Behaviour Change

Articles

Internet Use in Adulthood: Loneliness, Computer Anxiety and Education

Maona Matandaa1, Vickii B. Jenveya2 and James G. Phillipsa3 c1

a1 Monash University, Australia.

a2 Monash University, Australia.

a3 Monash University, Australia.

Abstract

With the recent exponential increase in Internet use, there are concerns about obstacles to gaining access to this potentially beneficial technology. To understand the psychological factors that might be offering barriers to Internet use, the present study considered age, attitudes towards computers, gender, education and social isolation as potential predictors of Internet usage. A sample of 158 adults completed questionnaires about computer anxiety, loneliness and Internet use.

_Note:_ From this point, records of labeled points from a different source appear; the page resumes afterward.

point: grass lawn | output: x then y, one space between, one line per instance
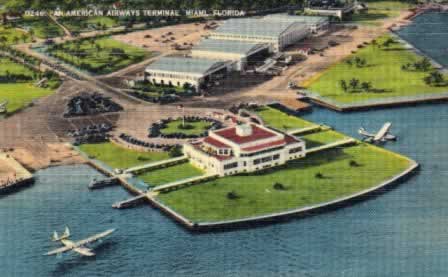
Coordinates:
43 27
191 128
383 71
100 56
256 196
321 138
11 33
170 174
20 95
119 157
280 120
379 10
84 24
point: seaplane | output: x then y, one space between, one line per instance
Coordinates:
77 246
381 136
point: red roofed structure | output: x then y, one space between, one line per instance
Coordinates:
243 148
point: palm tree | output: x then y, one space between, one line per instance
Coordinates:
354 83
343 85
366 86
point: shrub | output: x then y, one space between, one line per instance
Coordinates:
279 186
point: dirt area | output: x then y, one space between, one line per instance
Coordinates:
161 39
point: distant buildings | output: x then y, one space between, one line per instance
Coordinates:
243 148
178 71
278 34
241 53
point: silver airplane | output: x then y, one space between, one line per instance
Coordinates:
381 136
77 246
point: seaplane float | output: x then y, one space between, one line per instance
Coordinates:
382 135
76 246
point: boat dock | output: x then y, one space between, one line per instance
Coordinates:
155 165
20 175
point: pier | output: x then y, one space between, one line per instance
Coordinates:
156 165
20 175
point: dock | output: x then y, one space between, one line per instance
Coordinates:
156 165
22 177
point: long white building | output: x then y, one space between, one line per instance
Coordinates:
243 148
179 70
279 35
313 23
241 53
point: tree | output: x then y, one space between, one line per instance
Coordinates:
343 85
354 83
366 86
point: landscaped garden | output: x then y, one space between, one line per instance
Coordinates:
41 27
184 127
279 120
170 174
119 157
318 178
381 69
17 84
10 35
85 24
98 55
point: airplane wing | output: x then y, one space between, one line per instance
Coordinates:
84 251
59 250
94 238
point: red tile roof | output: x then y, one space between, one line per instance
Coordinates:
257 134
216 143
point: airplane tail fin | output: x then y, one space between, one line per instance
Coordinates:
55 236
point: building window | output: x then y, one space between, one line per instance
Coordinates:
230 165
295 150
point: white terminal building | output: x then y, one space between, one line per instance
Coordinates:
315 24
178 71
243 148
279 34
241 53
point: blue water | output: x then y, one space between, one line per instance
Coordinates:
401 233
429 33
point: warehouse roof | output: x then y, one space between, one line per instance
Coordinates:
186 65
228 46
253 27
296 18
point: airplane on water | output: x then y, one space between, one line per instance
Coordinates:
77 246
381 136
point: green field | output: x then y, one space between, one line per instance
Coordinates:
281 121
190 127
99 56
382 70
321 138
119 157
19 94
11 33
170 174
256 196
43 27
84 24
379 10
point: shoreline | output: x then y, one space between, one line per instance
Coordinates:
255 221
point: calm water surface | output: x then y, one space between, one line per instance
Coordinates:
401 233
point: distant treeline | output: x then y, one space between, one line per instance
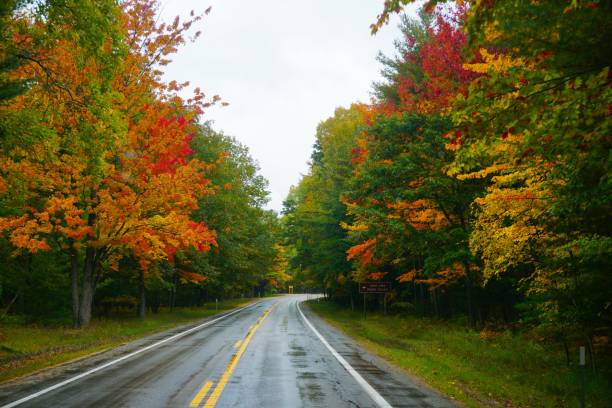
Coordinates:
478 181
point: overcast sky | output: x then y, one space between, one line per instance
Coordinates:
284 66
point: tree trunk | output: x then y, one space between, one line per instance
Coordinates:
87 291
142 309
74 285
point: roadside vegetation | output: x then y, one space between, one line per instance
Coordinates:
26 348
478 368
477 185
115 191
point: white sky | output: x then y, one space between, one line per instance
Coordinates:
284 66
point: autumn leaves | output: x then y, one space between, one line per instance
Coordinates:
478 178
103 169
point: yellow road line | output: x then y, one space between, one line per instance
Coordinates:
201 394
212 400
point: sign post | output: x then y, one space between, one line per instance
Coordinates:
374 287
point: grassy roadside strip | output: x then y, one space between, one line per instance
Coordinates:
491 370
25 349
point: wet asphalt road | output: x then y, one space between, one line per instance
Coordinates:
262 356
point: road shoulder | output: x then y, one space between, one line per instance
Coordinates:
393 383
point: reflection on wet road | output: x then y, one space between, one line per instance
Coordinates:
263 356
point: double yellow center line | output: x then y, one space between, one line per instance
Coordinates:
241 345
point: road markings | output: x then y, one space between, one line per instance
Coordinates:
378 399
110 363
201 394
214 397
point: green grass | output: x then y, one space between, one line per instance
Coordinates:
28 348
494 369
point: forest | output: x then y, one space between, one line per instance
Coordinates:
115 192
477 181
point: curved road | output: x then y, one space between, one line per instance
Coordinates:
265 355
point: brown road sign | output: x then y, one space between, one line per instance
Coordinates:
374 287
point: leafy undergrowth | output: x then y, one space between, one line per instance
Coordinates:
28 348
501 370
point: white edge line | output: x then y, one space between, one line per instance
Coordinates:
110 363
378 399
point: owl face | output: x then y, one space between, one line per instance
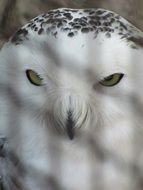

Time spent in activities associated with entertainment, communication, information searches and commerce, and overall time spent on the Internet were analysed using multiple regression. It was difficult to predict overall Internet use, but possible to predict specific categories of use. Better-educated participants were more likely to use the Internet for communication. Men, the young, and the lonely used the Internet more for entertainment. Those with lower computer anxiety used the Internet for information searches, and men were more likely than women to use the Internet for commercial purposes. It is suggested that computer anxiety and education may constrain the use of specific applications but Internet use otherwise follows pre-existing tendencies or interests.